Heat and Matérn Kernels on Matchings
Provides a foundational framework for kernel methods on matchings, enabling geometric machine learning on discrete structures with potential applications in biology and combinatorial optimization.
The paper develops a principled framework for constructing geometric kernels on matchings, introducing heat and Matérn kernel families that respect the space's symmetries and smoothness, and proposes a sub-exponential algorithm using zonal polynomials for efficient evaluation, while also exploring transfer to phylogenetic trees with negative results.

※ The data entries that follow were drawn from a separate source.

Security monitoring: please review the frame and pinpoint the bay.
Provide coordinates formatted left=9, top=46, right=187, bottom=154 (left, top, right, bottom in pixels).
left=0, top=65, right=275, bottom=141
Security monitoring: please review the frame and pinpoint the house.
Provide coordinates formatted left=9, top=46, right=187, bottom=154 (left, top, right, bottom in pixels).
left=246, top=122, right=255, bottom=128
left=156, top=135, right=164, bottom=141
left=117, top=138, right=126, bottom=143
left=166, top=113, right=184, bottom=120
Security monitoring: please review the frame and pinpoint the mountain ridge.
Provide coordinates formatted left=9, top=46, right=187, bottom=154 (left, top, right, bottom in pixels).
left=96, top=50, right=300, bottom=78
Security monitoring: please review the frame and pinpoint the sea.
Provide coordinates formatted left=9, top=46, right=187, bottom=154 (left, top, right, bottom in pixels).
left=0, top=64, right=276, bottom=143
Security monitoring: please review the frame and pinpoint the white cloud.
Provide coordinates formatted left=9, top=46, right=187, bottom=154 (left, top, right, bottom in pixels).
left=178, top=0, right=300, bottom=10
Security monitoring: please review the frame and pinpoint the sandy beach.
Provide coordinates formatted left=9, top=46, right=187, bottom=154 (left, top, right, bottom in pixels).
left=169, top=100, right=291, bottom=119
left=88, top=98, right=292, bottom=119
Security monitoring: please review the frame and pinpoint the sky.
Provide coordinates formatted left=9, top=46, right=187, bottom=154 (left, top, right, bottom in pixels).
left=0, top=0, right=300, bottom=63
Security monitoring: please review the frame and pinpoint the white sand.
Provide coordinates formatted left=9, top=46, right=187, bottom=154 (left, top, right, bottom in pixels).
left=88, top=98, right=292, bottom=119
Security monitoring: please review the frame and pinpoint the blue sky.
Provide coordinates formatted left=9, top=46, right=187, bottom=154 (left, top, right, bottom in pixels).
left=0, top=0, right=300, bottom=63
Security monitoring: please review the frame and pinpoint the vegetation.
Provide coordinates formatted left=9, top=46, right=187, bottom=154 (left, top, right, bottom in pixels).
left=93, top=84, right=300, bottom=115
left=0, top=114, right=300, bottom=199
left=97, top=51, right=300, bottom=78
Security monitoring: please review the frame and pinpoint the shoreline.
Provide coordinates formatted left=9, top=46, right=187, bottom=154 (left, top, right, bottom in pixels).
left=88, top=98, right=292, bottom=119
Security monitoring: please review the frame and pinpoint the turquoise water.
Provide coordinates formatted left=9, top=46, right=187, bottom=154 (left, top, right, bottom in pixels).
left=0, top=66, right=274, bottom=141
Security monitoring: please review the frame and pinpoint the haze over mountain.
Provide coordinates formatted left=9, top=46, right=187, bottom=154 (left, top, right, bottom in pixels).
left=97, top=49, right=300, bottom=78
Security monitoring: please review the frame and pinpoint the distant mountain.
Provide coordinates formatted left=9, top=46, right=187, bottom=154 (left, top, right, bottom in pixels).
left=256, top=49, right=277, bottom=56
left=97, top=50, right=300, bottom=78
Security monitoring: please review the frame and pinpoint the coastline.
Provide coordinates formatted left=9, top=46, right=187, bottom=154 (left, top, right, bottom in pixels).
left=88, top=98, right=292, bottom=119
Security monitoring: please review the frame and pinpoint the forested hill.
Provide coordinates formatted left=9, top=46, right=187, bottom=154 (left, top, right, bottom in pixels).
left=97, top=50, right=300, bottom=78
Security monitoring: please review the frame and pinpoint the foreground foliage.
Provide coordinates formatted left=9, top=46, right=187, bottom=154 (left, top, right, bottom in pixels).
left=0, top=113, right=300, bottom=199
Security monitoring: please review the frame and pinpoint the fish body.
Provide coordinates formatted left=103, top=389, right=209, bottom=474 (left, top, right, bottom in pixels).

Applying kernel methods to matchings is challenging due to their discrete, non-Euclidean nature. In this paper, we develop a principled framework for constructing geometric kernels that respect the natural geometry of the space of matchings. To this end, we first provide a complete characterization of stationary kernels, i.e. kernels that respect the inherent symmetries of this space. Because the class of stationary kernels is too broad, we specifically focus on the heat and Matérn kernel families, adding an appropriate inductive bias of smoothness to stationarity. While these families successfully extend widely popular Euclidean kernels to matchings, evaluating them naively incurs a prohibitive super-exponential computational cost. To overcome this difficulty, we introduce and analyze a novel, sub-exponential algorithm leveraging zonal polynomials for efficient kernel evaluation. Finally, motivated by the known bijective correspondence between matchings and phylogenetic trees-a crucial data modality in biology-we explore whether our framework can be seamlessly transferred to the space of trees, establishing novel negative results and identifying a significant open problem.